بسم اللّه الرحمن الرحيم
السلام عليكم ورحمة اللّه وبركاته
الحمد لله على إحسانه، والشكر له على توفيقه وامتنانه، وأشهد أن لا إله إلا الله وحده لا شريك له تعظيما لشأنه، وأشهد أن محمدا عبده ورسوله الداعي إلى رضوانه، اللهم صلى عليه وعلى آله وأصحابه وإخوانه

Alhamdulillāh, Allāh Subhānahu wa Ta’āla masih memberikan kita kesempatan untuk bersua kembali dalam rangka untuk mempelajari perjalanan sejarah Nabi shallallāhu ‘alayhi wa sallam yang sarat dan penuh dengan faedah-faedah.

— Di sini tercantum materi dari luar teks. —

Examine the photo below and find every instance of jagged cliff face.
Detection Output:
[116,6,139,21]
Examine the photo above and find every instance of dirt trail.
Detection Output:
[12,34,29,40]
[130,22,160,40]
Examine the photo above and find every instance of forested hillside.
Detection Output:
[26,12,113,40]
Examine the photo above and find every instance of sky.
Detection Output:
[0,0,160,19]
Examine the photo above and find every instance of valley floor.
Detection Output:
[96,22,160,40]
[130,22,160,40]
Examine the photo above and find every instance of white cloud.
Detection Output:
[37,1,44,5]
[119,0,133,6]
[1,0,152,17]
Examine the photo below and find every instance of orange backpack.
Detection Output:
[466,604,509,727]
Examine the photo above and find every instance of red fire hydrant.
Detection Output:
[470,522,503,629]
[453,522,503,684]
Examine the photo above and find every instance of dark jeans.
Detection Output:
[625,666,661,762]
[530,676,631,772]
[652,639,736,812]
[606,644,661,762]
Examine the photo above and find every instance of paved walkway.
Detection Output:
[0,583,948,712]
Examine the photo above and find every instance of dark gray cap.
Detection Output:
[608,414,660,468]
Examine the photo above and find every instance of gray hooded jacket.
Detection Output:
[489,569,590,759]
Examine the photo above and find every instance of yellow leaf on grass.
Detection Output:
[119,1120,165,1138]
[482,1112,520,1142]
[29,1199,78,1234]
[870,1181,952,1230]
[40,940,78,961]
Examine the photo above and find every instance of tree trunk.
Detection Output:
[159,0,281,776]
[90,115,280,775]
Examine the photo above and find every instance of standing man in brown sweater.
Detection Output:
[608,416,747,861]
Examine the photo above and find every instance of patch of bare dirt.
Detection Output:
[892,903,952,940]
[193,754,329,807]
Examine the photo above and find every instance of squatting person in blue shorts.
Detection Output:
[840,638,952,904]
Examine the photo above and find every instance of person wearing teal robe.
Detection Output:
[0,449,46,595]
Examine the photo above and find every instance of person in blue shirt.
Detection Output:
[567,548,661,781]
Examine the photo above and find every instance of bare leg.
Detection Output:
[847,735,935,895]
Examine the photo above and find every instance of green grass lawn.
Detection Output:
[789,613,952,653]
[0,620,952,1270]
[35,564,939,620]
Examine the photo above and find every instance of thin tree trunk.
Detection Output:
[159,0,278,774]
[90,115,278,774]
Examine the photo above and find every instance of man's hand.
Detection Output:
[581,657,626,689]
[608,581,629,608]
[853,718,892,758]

Faedah-faedah itu bisa kita jadikan sebagai bekal kita dalam menjalani kehidupan kita.

In syā Allāh kita akan membahas tentang “Pernikahan Nabi shallallāhu ‘alayhi wa sallam dengan sayyidah Khadījah radhiyallāhu ‘anhā”.

Khadījah radhiyallāhu ‘anhā bernama Khadījah bintu Khuwailid bin As’ad bin Abdil ‘Uzza bin Qushay bin Kilāb.

Sedangkan nasab Nabi shallallāhu ‘alayhi wa sallam adalah Muhammad bin ‘Abdillāh bin ‘Abdil Muththalib bin Hāsyim bin ‘Abdi Manaf bin Qushay bin Kilāb.

Keduanya bertemu pada Qushay.

Abdi Manaf, kakek Nabi shallallāhu ‘alayhi wa sallam memiliki saudara yang bernama ‘Abdi ‘Uzza dan ‘Abdi Syamsy.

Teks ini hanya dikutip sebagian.